Covert One 5 - The Lazarus Vendetta (33 page)

She complied, sliding the pistol toward him across the stained hardwood
floor.

“Sit!”

Angry now, both at the other man and with herself
for being so afraid of him, Pierson obeyed, slowly lowering herself into the
lumpy, frayed armchair. She held her hands up, palms outward, so that he could
see that she was not an immediate threat. “I'd still like to know what I'm
supposed to have done, Hal—and what all that shooting is about.”

Burke raised a skeptical eyebrow. “Why try to pull the innocent act,
Kit? It's too late for that. You're not an idiot. And neither am I, for that
matter. Did you really think you could sneak an FBI surveillance team onto my
property without my knowing?”

She shook her head, desperately now. “I don't know what you're talking
about. Nobody came with me —or followed me. I was clean all the way out from
D.C. to here!”

'Lying won't get you anywhere,“ he said coldly.
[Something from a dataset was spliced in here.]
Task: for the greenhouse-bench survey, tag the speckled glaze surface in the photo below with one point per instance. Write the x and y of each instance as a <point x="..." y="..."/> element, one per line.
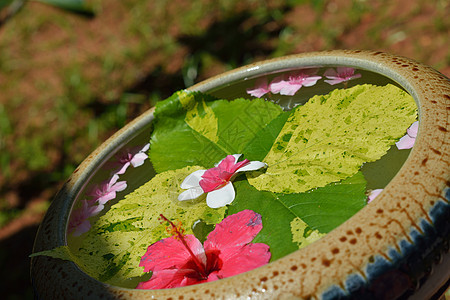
<point x="397" y="247"/>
His right eye twitched
again, fluttering rapidly as the muscles contracted and then relaxed. ”In
fact, it just pisses me off."

The phone on his desk rang once. Without taking his eyes or his pistol off
her, Burke reached out and grabbed it before it could ring again.
“Yes?” he said tightly. He listened for a moment and then shook his
head. “No, I have the situation here under control. You can come ahead.
The door's unlocked.” He hung up.

“Who was that?” she asked.

The CIA officer smiled thinly, without any humor at all. “Someone who
wants very much to meet you,” he said.

Bitterly regretting her earlier decision to confront Burke in person, Kit
Pierson sat tensely in the armchair—rapidly considering various plans to
extricate herself from this mess and then equally rapidly discarding them as
impractical, suicidal, or both. She heard the front door open and then close.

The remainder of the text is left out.